4. Assim, "o verdadeiro horror dos campos de concentração e de extermínio reside no facto de os internados, mesmo que consigam manter-se vivos estarem mais isolado do mundo dos vivos do que se tivessem morrido, porque o horror compele ao esquecimento" (586-7). Note-se que "o domínio totalitário como forma de governo é novo no sentido de que não se contenta com esse isolamento e destrói também a vida privada. Baseia-se na solidão, na experiência de não pertencer ao Mundo, que é uma das mais radicais e desesperadas experiências que o Homem pode ter" (629).
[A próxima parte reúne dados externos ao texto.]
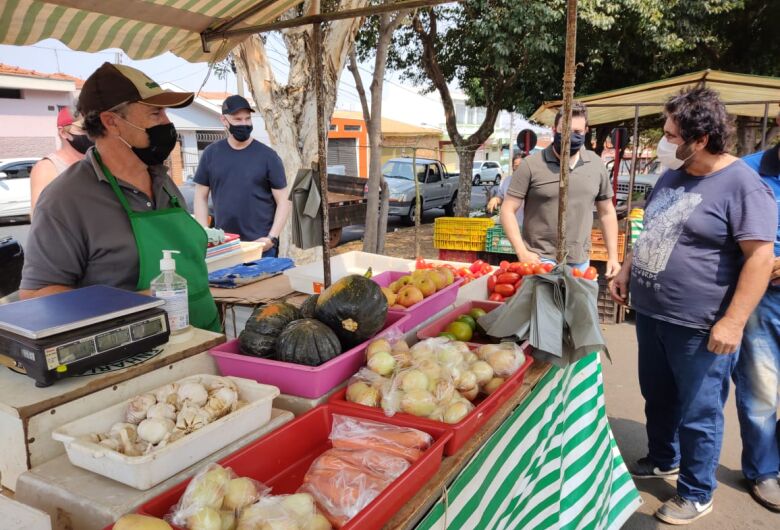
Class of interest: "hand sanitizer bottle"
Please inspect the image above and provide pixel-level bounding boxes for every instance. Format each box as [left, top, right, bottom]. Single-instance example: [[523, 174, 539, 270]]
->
[[149, 250, 190, 334]]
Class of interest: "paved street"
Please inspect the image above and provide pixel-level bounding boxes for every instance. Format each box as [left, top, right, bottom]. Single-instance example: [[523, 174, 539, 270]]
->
[[604, 324, 780, 530]]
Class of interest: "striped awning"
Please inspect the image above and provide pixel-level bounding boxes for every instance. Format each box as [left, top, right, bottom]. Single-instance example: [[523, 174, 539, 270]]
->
[[530, 70, 780, 125], [0, 0, 303, 62]]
Eis o terror: "Nos países totalitários, todos os locais de detenção administrados pela polícia constituem verdadeiros poços de esquecimento, onde as pessoas caem por acidente, sem deixar atrás de si os vestígios tão naturais de uma existência anterior, como um cadáver ou uma sepultura" (576).

Numa era de tentações extremistas, eis o alerta de Arendt: "As soluções totalitárias podem muito bem sobreviver à queda dos regimes totalitários sob a forma de forte tentação que surgirá sempre que pareça impossível aliviar a miséria política, social ou económica de um modo digno do homem" (608).